Secondly, telecommuting is not for everybody. If it were, companies would not be recoiling from it, despite workers' and staffing companies' contentions that telecommuting makes everybody more productive. Companies like productivity. As much as I like telecommuting for my teams, I can't do it myself, beyond an hour or so in the evening just to catch up. The great joys/banes of my existence -- my TV and my fridge -- are at my house. I have to get away.
Thirdly -- and this is where I fulfill the title's promise of "crotchety" -- many employees (and mangers) get confused about what the "tele" in telecommuting means. Before any company, team, or manager enters into a telecommuting arrangement, all parties need to recite this mantra until it becomes an assumed part of the working relationship:
Telecommuting does not mean employees get to recalculate their schedules on a day-by-day basis.
Seems simple, I know, but when I've seen telecommuting blow up, it's almost always been because of this basic, but pernicious, misunderstanding.
Telecommuting means that employees don't have to take the time or -- and this is obviously becoming a weighty issue -- spend the money to come into the office. That's it. Certainly, employees can spend that saved time and money as they see fit -- that's the big advantage for employees of telecommuting.
However, many employees misunderstand, at least until they get into it, telecommuting to imply a whole new world of flexibility in terms of planning out their days around family obligations and extra-office activities. This, of course, sounds great, until a manager or team member needs to reach an employee who has flexed away from his computer for a spell. Bad things happen -- ah, the stories I could tell.
Of course, smart employers have learned they actually do need to be flexible in working out schedules with employees that respect and embrace family obligations and extra-office activities. We try to be as flexible as we can here at IT Business Edge. It's just good business.
But there still has to be a predictable schedule, and employees have to stick with it, predictably.
Not every employee's schedule needs to be the same. Since I'm using Ann as my example of telecommuting done right, I'll tell you that since her primary responsibilities center on writing, her schedule is based largely on deliverables. We don't care if a post comes in at 5 a.m. or 8 a.m., so long as it is in by a deadline of 10 a.m. so other team members can move it on down the line. Obviously, that imparts a good deal of flexibility, but it's the nature of that job, regardless of where it's done. Other employees further down the process chain simply can't enjoy that degree of scheduling flexibility.
The best guideline I could propose is as follows:
Assuming they have the same responsibilities, a telecommuting employee's schedule should be no more flexible than an in-office employee's schedule.
If your team gets an hour for lunch between noon and 2 p.m., then everybody gets an hour for lunch between noon and 2 p.m. If a telecommuting employee elects to use that hour to do a load of laundry or run to the neighborhood market, hooray for telecommuting.
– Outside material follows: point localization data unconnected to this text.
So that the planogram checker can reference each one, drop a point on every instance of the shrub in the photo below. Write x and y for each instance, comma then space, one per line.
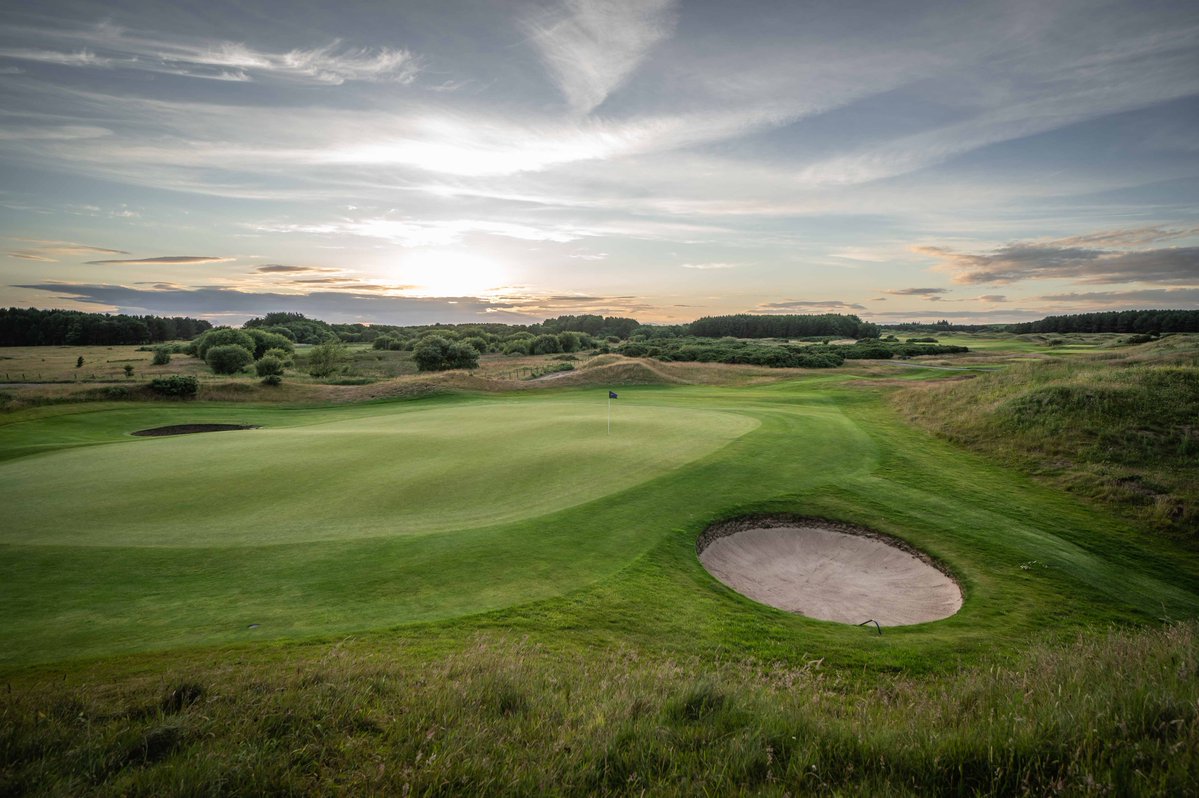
435, 354
266, 340
546, 345
327, 357
479, 344
228, 358
182, 387
517, 346
222, 337
283, 356
269, 367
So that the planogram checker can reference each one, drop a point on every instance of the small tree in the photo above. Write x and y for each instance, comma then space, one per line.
546, 345
327, 357
435, 354
228, 358
270, 368
282, 355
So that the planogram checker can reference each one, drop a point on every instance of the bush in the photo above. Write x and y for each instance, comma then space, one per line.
182, 387
228, 358
546, 345
435, 354
282, 355
479, 344
222, 337
327, 357
269, 367
266, 340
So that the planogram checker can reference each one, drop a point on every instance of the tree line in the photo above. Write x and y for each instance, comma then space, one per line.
1120, 321
745, 325
34, 327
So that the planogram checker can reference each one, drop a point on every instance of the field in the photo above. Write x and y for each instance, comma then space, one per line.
487, 592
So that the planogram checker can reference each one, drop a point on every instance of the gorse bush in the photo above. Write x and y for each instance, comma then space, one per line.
327, 358
222, 337
179, 386
438, 354
228, 358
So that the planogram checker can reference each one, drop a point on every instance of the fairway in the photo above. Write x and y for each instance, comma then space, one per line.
335, 520
392, 473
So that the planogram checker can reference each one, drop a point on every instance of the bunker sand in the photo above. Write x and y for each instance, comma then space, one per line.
830, 574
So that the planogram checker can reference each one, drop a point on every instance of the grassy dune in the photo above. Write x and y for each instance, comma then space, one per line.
343, 632
1119, 427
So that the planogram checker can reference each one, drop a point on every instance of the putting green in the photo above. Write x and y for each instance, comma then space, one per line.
445, 469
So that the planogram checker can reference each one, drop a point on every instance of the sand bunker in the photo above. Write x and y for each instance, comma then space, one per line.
829, 570
187, 429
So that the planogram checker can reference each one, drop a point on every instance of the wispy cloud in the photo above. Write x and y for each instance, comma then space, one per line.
50, 251
1023, 261
163, 260
110, 47
925, 292
809, 306
284, 268
591, 47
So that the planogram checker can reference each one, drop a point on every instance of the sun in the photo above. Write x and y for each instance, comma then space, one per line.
452, 272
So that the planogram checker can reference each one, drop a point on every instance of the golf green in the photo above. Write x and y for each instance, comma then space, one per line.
445, 469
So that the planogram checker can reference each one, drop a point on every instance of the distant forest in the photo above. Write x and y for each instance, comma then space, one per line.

This is not a call for all managers to be hard-cases about scheduling. If any employee has obligations or needs that can be met with a little flexible scheduling, then you'd be smart to work as hard as possible with that employee to work out a routine that meets the needs of the employee and the company. And of course, telecommuting can be a big component of making that schedule successful.
But there's got to be a schedule, and everybody has to stick to it, no matter where they work.